# I made a space-themed spotify playlist (for my fursona)!



## Kosmo Kittypup (Feb 8, 2020)

i made *a playlist* for my good space boy, kosmo, a bit ago. and i'm still trying to add to it, but it's already nearing three hours long!





it mostly contains a lotta funky space disco, lotta 70's stuff, some 80's, a lotta corny tunes and a lotta stuff that's just nice to listen to. it's not that all of the songs pertain to him specifically (there's a song about a space trucker who's in love with a robot created for... erm, a specific purpose. that's definitely not what his job or role is) but it's stuff he would personally love and it gives the feeling of the setting he would be in. that sort of retrofuturism that's fun to dream about is the kind of reality he would live in. i hope someone out there likes it!


----------



## Raever (Feb 21, 2020)

I loved this!

Then again I'm a sucker for weird and wonderful things. I think disco fits into that group nicely.


----------



## Kosmo Kittypup (Feb 21, 2020)

Raever said:


> I loved this!
> 
> Then again I'm a sucker for weird and wonderful things. I think disco fits into that group nicely.

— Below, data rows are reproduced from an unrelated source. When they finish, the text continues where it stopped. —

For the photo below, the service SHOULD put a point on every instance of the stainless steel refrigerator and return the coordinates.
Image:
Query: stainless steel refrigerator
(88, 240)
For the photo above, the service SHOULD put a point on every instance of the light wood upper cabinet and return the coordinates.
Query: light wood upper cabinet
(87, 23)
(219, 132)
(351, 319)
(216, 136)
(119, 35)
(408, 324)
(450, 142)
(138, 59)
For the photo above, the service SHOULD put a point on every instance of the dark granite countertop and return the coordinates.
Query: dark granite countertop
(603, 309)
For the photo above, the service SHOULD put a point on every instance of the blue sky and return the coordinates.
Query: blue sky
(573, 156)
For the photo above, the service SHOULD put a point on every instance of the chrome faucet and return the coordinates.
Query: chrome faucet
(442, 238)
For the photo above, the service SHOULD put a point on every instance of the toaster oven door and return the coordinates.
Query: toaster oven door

thank you! in the process of making this playlist i found the band "ganymed", which is definitely very weird and wonderful. not even just the fact all the dudes in the group dress as aliens, but the songs in their first album are all super outlandish and strange in a fun way. the dee d jackson album "cosmic curves" is a hoot as well, being some sort of funky space story that goes all in on cheesiness. glad to have found em and put em in my playlist!


----------



## Shane the chocco doggo (Jun 16, 2020)

If you like old songs i recommend David Bowie's Starman . And lost frequencies are you with me song .that last one's modern but its still good


----------